Идейный Валентин с противоположной стороны стола молча помахал нам рукой в знак солидарности, уписывая апельсиновое желе.
* * *
К полудню мы добрались пешком до Среднего проспекта Иоанновского острова в неизбывном стремлении показать Железной Ноге настоящее море: ведь Невоград – город приморский. Мы направлялись в порт, куда вело нас увязавшееся с нами Средоточие вселенной. Как только мы покинули (после обильной переписки) молчаливое кафе «У Вифслы», обретший голос О. Э. Рыссель оказался приятнейшим собеседником. Правда, у него был один большой недостаток: всю свою сознательную жизнь проживая вблизи стрелки Иоанновского острова, он почему-то бывал в Невограде где угодно, кроме порта, и моря Балтийского, в силу стечения различных неясных обстоятельств, не видел никогда. Правда, он видел Чёрное, Азовское и даже Каспийское моря, но в нашем положении это было слабым утешением.

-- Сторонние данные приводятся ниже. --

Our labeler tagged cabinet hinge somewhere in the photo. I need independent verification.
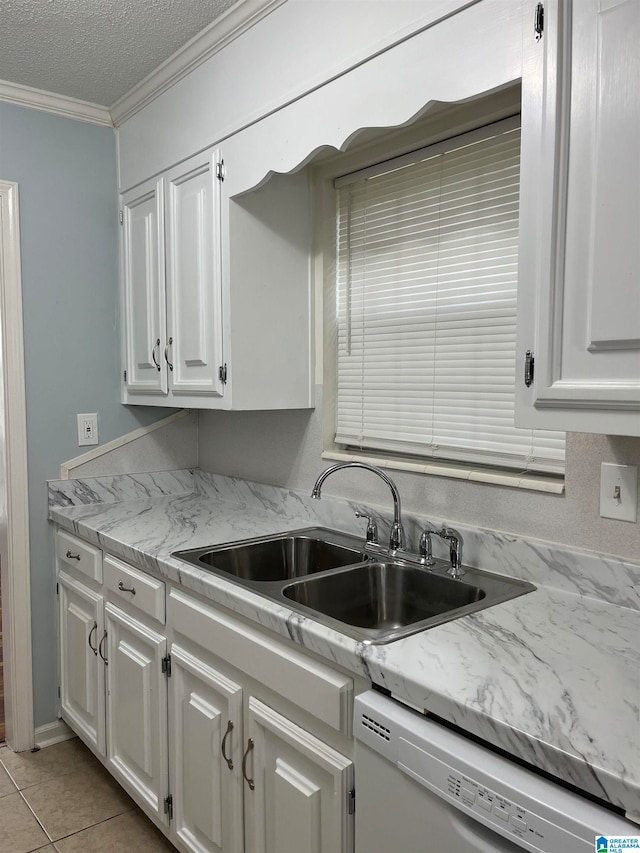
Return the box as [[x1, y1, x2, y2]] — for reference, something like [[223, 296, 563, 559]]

Мы шли через Иоанновский о-в уже около часа, но моря видно не было. Внезапно Бодров поднял руку, как регулировщик, и мы встали. Навстречу брело чрезвычайно знакомое лицо.
– Вот кто наверняка идет из порта, – воскликнул Бодров и бросился к Шуре Царёву, знаменитому столичному мэну волосатому, дворнику Болдаковского дома, басисту сразу трёх наших знакомых групп.
– Бодров, – поднял голову Шура. Он не удивлялся ничему и никогда. – Здорово. А, мужики, привет. Знаете, а я в ЮАР уезжаю. Клёво. Ну, пока.
Весть о Шурином отъезде настолько нас поразила, что мы забыли спросить его, где порт. Шура убрёл куда-то по Среднему проспекту.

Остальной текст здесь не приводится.